Description Jay Shaughnessy 2012-12-19 19:27:40 UTC
Currently availability duration conditions are limited to one alert definition per resource, per condition type (AVAIL_DURATION_DOWN or AVAIL_DURATION_NOT_UP).

If the same resource has multiple alert definitions with the same avail condition type, for example, two alert defs with AVAIL_DURATION_DOWN, then the check for one of those conditions may never happen.

In the server logs you would see something like:

2012-12-05 08:33:23,284 WARN [org.rhq.enterprise.server.alert.engine.model.AvailabilityDurationCacheElement] Unable to schedule availability duration job for [Resource[id=83726, uuid=null, type=<null>, key=null, name=null, parent=<null>]] with JobData [org.quartz.utils.DirtyFlagMap$DirtyFlagCollection@77ac2d96]

org.quartz.ObjectAlreadyExistsException: Unable to store Trigger with name: 'AVAIL_DURATION_DOWN-83726' and group: 'org.rhq.enterprise.server.scheduler.jobs.AlertAvailabilityDurationJob', because one already exists with this identification.

Comment 1 Jay Shaughnessy 2012-12-19 19:30:31 UTC
It looks like issue here is that the Quartz job triggerName is not unique enough.  It is qualified by conditionOperator and resourceId, but should probably be further qualified by alertDefinitionId, thus allowing multiple alert defs for the same resource to schedule simulataneous duration job checks.

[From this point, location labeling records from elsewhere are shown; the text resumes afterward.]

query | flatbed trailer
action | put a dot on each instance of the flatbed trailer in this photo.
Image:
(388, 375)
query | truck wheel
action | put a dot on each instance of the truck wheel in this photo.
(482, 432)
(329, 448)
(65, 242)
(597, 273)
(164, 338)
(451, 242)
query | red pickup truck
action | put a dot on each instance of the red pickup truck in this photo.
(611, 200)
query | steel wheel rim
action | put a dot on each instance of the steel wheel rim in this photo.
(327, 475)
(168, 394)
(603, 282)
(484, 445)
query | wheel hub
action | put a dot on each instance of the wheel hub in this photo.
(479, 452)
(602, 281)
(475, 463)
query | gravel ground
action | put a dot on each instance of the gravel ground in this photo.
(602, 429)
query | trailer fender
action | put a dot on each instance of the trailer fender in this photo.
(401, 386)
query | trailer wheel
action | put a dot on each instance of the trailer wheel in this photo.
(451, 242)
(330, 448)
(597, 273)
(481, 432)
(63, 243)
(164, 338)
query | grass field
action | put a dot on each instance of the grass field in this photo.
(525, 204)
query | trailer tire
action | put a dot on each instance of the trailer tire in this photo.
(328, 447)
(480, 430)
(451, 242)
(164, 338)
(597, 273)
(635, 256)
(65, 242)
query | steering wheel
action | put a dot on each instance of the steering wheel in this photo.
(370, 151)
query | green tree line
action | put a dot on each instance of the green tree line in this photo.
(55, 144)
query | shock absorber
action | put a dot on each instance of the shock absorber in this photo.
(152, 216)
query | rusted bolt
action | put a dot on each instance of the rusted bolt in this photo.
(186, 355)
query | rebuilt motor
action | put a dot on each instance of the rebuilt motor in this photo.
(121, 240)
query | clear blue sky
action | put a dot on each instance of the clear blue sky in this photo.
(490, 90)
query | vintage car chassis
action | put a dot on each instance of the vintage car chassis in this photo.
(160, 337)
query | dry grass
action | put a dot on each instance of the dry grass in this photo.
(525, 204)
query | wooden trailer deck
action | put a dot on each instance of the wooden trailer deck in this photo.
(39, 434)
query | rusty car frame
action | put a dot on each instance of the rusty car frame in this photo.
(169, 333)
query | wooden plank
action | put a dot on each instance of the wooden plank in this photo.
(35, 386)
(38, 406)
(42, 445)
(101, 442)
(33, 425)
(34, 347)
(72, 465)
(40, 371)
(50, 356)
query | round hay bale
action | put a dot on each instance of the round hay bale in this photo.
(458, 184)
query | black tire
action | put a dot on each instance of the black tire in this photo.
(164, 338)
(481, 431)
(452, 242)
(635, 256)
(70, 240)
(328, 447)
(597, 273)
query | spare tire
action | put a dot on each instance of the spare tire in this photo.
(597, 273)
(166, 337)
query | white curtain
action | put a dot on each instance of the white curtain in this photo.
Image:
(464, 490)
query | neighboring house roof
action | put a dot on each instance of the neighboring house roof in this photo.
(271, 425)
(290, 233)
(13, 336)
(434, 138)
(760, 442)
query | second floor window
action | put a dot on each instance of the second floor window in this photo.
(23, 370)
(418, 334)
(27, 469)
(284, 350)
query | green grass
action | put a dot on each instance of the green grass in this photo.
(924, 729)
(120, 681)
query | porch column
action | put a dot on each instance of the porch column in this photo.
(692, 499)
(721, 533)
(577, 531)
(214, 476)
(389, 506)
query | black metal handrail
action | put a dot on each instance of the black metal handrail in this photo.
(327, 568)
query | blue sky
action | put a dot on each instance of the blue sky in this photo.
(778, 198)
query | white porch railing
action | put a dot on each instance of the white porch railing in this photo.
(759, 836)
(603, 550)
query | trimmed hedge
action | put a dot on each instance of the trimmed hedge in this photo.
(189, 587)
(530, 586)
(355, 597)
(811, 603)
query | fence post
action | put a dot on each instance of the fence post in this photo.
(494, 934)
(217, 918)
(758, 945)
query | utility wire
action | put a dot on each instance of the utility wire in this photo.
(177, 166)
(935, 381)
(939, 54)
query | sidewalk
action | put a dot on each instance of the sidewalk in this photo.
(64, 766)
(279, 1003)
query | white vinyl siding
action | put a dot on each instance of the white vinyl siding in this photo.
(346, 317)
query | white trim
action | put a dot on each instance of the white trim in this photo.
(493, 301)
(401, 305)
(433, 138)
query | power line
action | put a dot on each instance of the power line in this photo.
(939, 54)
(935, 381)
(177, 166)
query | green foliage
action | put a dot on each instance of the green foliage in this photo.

Comment 2 Jay Shaughnessy 2012-12-19 22:12:17 UTC
master commit 17d9ac9e8b5a926b468da48eb4cde5c8765453c3
Author: Jay Shaughnessy <jshaughn>
Date:   Wed Dec 19 16:57:06 2012 -0500

Add the hooks to further qualify AvailDuration checkCondition quartz job
trigger names with the alertDefId.  This will allow avail duration conditions
on any number of alert defs for the same resource.


Test Notes
This could be tested by defining more than one alert def for the same resource, both with just avail duration down conditions.  Prior to the fix only one would fire and you would see the above error in the log.  With the fix you should see no error and both should fire.

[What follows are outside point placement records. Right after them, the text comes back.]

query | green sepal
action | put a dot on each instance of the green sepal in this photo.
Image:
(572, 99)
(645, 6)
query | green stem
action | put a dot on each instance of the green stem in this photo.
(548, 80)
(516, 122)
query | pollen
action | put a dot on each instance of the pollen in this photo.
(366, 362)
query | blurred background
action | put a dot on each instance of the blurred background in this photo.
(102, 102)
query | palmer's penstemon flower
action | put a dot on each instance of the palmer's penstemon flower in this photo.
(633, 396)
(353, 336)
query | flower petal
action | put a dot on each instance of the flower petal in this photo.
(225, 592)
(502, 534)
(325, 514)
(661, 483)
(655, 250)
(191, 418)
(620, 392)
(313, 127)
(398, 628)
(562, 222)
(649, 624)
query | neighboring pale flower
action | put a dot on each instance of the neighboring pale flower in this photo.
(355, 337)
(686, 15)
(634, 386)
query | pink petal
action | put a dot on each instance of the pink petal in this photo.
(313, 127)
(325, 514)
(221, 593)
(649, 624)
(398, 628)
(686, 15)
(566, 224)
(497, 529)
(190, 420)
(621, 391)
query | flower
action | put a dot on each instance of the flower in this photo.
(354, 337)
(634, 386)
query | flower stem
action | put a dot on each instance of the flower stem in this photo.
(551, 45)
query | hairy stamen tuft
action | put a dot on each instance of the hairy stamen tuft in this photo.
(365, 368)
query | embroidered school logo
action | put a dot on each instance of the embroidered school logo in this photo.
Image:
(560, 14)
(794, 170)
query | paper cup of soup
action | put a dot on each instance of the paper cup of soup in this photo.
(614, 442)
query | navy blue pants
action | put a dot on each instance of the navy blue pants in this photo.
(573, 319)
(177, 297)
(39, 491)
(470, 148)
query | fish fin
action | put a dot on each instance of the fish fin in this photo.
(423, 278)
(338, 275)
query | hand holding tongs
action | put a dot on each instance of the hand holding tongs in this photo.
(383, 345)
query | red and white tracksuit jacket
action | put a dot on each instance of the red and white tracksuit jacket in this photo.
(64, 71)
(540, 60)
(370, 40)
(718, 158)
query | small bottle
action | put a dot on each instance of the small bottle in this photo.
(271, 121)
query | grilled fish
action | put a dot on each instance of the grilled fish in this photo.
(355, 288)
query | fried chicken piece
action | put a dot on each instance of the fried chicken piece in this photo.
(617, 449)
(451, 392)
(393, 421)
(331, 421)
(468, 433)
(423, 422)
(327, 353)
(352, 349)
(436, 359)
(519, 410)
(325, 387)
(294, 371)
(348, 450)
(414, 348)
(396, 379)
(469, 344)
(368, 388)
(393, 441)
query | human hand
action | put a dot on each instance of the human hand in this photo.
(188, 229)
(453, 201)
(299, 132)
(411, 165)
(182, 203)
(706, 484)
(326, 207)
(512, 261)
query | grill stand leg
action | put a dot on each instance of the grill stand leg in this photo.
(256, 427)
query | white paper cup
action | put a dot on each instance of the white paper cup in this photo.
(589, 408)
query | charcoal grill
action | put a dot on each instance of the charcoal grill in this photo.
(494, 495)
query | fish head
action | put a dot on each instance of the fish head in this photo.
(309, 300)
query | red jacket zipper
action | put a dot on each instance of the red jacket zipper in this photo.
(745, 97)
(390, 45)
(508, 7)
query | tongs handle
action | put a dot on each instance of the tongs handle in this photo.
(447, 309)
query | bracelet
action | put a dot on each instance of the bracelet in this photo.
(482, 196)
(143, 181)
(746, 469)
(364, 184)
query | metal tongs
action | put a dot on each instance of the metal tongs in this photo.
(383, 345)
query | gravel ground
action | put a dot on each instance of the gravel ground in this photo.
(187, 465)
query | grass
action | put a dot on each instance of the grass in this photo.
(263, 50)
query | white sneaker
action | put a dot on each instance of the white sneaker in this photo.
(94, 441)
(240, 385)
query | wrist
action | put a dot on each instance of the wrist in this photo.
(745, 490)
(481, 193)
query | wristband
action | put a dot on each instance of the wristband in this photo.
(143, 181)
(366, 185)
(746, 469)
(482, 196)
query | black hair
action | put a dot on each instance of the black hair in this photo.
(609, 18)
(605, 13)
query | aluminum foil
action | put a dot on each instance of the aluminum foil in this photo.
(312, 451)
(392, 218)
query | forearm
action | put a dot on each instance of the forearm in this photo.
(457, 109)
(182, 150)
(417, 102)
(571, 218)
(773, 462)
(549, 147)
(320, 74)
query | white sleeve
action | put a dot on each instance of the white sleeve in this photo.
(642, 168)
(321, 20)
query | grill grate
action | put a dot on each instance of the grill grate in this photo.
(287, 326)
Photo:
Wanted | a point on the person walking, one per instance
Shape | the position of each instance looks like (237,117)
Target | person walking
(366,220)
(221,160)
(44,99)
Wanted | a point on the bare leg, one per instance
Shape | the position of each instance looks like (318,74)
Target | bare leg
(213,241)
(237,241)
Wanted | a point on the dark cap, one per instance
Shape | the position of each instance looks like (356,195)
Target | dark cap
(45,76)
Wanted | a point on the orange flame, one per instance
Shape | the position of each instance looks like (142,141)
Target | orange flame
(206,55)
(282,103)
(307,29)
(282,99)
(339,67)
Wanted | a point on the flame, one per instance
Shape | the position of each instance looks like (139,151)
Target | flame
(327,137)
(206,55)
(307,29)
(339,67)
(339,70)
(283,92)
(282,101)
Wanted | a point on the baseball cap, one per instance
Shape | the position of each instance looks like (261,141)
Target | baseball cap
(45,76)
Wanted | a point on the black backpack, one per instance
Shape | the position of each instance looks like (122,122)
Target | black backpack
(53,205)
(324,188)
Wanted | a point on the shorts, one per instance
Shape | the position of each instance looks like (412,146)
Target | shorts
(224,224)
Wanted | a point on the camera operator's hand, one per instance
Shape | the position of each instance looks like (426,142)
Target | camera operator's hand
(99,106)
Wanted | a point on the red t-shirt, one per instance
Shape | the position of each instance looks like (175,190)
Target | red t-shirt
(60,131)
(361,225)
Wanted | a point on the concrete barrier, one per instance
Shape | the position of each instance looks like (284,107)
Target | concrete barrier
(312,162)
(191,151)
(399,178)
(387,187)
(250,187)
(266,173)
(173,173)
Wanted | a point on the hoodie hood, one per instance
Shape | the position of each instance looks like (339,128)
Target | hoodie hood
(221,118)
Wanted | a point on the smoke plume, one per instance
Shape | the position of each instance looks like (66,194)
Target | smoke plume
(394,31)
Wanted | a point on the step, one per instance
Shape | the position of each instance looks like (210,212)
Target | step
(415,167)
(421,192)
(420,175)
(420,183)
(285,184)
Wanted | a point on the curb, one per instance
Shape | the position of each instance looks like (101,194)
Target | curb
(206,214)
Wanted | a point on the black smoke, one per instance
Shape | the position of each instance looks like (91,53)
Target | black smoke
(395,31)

Comment 3 Jay Shaughnessy 2012-12-20 18:42:21 UTC
There was a subsequent commit to take care of the API diff:

master commit 1769169f2126bc78cc5b237a818f2bd703d2ea83
Author: Jay Shaughnessy <jshaughn>
Date:   Thu Dec 20 12:32:28 2012 -0500

    Add API diff clirr exclusion

Comment 4 Jeeva Kandasamy 2013-09-23 10:44:18 UTC
Created attachment 801564 [details]
alert-defination

Version: 3.2.0.ER1
Build Number: 54dd29c:464a643
GWT Version: 2.5.0
SmartGWT Version: 3.0


Created two alert definition with same condition(agent-not-up-for-1-minute) and for same resource(RHQ Agent), works as expected. Screen shot is attached.